As the RBA says, privatisation in Australia started in earnest with the sale of the first tranche of the Commonwealth Bank in 1991.

“The factor supporting its privatisation was the newly introduced capital adequacy guidelines for the banking industry. These meant that expansion by the bank would require increases in its equity base, which in turn would probably involve continuing calls on the Commonwealth budget.

Public Trading Enterprises (PTEs), have been sold at both the State and Federal levels of Government in Australia. Sales since 1990 of former Commonwealth assets totalled about $30 billion (including the first stage of the Telstra privatisation). State Government sell-offs raised a similar amount.
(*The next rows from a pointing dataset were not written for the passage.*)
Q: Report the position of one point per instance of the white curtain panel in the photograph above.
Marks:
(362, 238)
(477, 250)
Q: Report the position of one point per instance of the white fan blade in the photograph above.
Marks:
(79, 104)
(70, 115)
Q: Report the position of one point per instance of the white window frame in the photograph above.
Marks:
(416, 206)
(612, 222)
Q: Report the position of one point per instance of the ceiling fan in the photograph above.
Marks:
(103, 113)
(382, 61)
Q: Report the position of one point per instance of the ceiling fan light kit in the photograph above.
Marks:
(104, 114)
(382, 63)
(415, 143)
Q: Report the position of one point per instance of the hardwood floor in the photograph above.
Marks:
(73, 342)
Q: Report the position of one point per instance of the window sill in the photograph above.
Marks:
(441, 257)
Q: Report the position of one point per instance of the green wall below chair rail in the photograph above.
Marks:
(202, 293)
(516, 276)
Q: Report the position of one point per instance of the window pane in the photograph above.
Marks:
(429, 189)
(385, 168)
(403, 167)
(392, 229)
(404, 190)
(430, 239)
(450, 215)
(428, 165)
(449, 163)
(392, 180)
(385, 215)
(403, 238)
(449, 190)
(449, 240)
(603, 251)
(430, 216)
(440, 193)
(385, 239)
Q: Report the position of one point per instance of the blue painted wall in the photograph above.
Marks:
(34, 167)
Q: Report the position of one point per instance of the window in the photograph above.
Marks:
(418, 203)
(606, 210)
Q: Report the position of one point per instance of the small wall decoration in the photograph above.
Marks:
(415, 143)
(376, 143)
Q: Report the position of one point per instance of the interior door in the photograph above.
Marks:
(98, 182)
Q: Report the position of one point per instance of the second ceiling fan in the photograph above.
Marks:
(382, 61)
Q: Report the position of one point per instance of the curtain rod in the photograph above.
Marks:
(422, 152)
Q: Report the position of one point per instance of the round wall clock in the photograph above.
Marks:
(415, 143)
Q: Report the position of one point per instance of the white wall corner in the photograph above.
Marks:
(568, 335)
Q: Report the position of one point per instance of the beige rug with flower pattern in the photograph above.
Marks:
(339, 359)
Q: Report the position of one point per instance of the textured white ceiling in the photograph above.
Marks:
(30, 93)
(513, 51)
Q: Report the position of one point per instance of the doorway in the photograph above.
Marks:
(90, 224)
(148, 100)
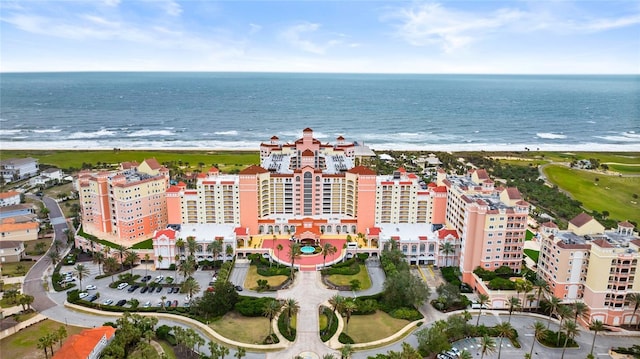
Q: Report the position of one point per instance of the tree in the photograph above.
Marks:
(571, 331)
(279, 247)
(81, 272)
(539, 333)
(294, 252)
(482, 300)
(111, 265)
(514, 304)
(98, 258)
(505, 330)
(634, 300)
(271, 309)
(328, 249)
(291, 308)
(190, 286)
(348, 308)
(487, 346)
(447, 248)
(596, 326)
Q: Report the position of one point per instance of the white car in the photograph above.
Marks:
(122, 286)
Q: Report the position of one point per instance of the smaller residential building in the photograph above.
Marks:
(86, 345)
(9, 198)
(11, 251)
(12, 230)
(15, 169)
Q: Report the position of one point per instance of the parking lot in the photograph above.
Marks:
(111, 296)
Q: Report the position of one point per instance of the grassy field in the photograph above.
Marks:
(360, 326)
(70, 158)
(608, 193)
(23, 344)
(251, 281)
(362, 276)
(250, 330)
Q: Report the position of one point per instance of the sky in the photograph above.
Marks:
(496, 37)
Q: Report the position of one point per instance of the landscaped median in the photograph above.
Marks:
(192, 322)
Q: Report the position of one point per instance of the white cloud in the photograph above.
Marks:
(433, 24)
(298, 37)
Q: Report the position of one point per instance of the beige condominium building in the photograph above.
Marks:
(596, 266)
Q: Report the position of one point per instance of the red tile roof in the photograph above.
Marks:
(362, 170)
(81, 345)
(581, 219)
(253, 170)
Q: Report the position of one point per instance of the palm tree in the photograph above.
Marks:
(634, 299)
(147, 257)
(279, 247)
(190, 286)
(539, 333)
(571, 331)
(294, 252)
(514, 304)
(505, 330)
(327, 250)
(81, 272)
(240, 352)
(348, 308)
(346, 351)
(98, 258)
(554, 305)
(111, 265)
(482, 300)
(291, 308)
(487, 346)
(447, 248)
(270, 310)
(596, 326)
(54, 256)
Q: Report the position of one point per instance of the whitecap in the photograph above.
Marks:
(549, 135)
(227, 133)
(146, 133)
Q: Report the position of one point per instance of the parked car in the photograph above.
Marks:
(122, 286)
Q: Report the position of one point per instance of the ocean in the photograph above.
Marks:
(241, 110)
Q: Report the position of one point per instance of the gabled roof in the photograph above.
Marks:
(81, 345)
(581, 219)
(362, 170)
(253, 170)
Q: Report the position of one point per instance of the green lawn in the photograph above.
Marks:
(360, 326)
(362, 276)
(609, 193)
(23, 344)
(532, 253)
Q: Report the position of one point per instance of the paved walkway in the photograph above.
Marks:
(310, 293)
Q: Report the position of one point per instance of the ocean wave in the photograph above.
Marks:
(96, 134)
(48, 130)
(226, 133)
(551, 136)
(147, 133)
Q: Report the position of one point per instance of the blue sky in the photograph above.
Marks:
(529, 37)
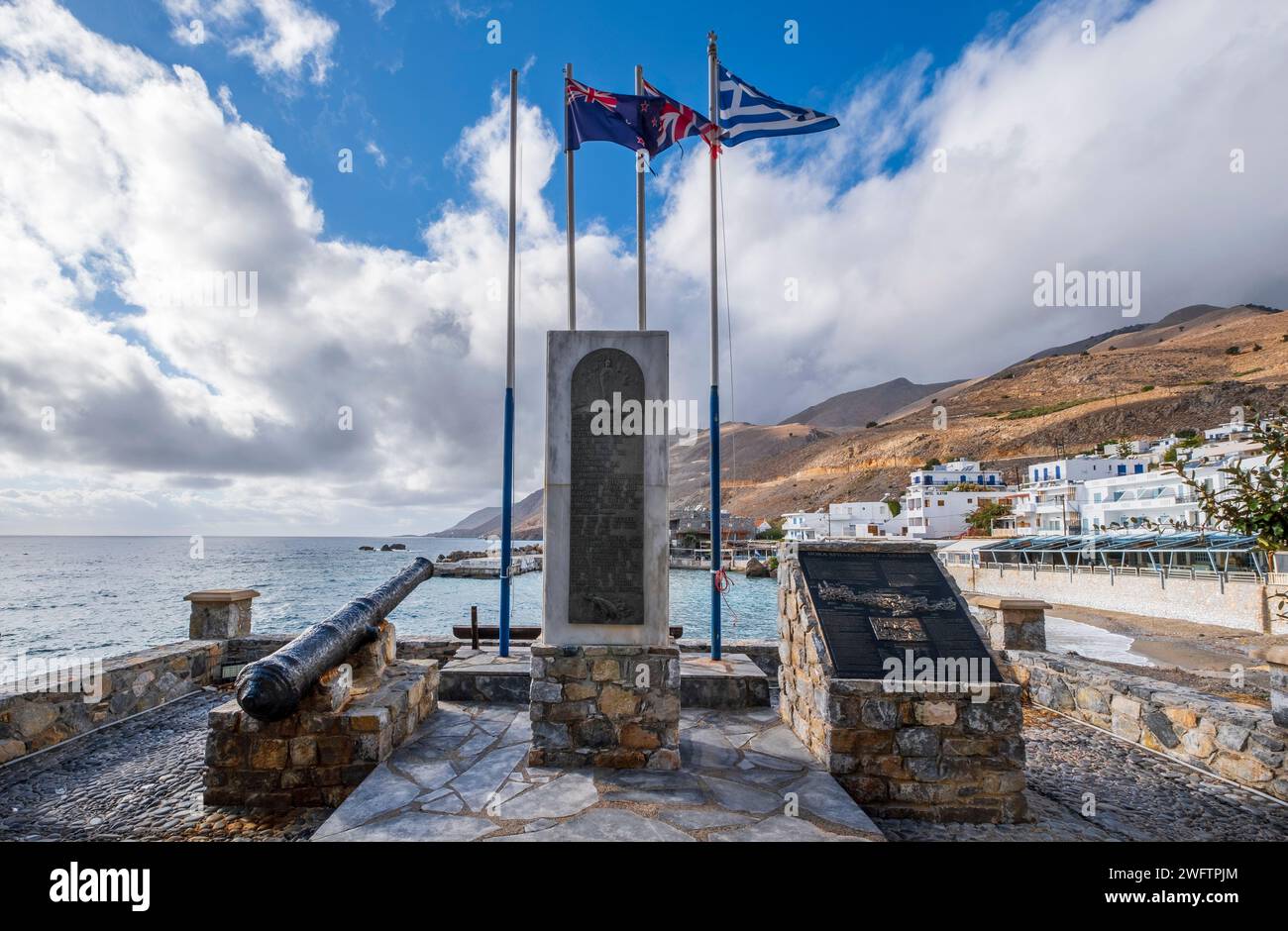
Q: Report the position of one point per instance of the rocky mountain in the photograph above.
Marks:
(1166, 376)
(858, 408)
(468, 526)
(485, 522)
(1185, 369)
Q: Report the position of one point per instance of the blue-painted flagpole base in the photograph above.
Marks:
(506, 494)
(715, 520)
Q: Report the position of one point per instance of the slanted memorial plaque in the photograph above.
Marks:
(605, 519)
(875, 605)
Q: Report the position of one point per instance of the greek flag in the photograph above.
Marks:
(751, 114)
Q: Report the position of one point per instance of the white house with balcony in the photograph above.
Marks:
(960, 471)
(1050, 501)
(805, 526)
(940, 514)
(1133, 502)
(864, 519)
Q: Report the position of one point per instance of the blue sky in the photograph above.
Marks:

It’s a bit bewildering when you consider that this rampant capitalism was ushered in by a Federal Labor government and was oft-repeated at a State level, by Labor and Tory-led governments alike.

The market success of the Commonwealth Bank was replicated and then outdone by the public sale of the Commonwealth Serum Laboratory. In 2020, economist and prolific blogger Professor John Quiggin aired the latest instalment of what he calls “The strange case of CSL – paying for what we used to own”.

Prof Quiggin makes the point that the Federal Government was about to shell out more than $1 billion to a company it used to own. The deal with a CSL subsidiary, Seqeris, involved building a new vaccine manufacturing plant in Melbourne to produce vaccines for influenza and Q Fever, as well as anti-venenes for snake and spider bites. (It would have been kind of handy to have a government entity researching a vaccine for Covid, wouldn’t it? Ed.)

When the Keating Government privatised Commonwealth Serum Laboratories in 1994, the share price of $2.30 was a ‘spectacular bargain’, Prof Quiggin wrote. Investors got their money back 500 times over. That beat even the Commonwealth Bank float, where investors got about 50 times their money back.

The reason the price was so low was, in part, that CSL was not a household name. Prof Quiggin and Independent Australia colleague Clive Hamilton investigated this float, concluding it was “one of the worst privatisations entered into by the government.

Socialist rhetoric aside (not that it’s a bad thing), those who bought CSL shares at $2.30 and acquired more as the price improved are now sitting on a pharmaceutical gold mine. The shares are currently worth $295 and earlier this year almost cracked $320. CSL pays a paltry dividend (0.90% yield) but I doubt it would bother anyone who bought 2000 CSL shares at $2.30 (now worth about $220,000).

There you have it, dear reader, a brief time travel experience back to the heady days of privatisations, done so governments could reduce debt and avoid future financial liability.

I clearly recall banking sixpence a week (half my pocket money), clutching my passbook as if it was a passport to the future. Maybe you had one too.

Disclaimer: The author is a customer of on-line broker Commsec, a CommBank subsidiary, from which a lot of the research was derived.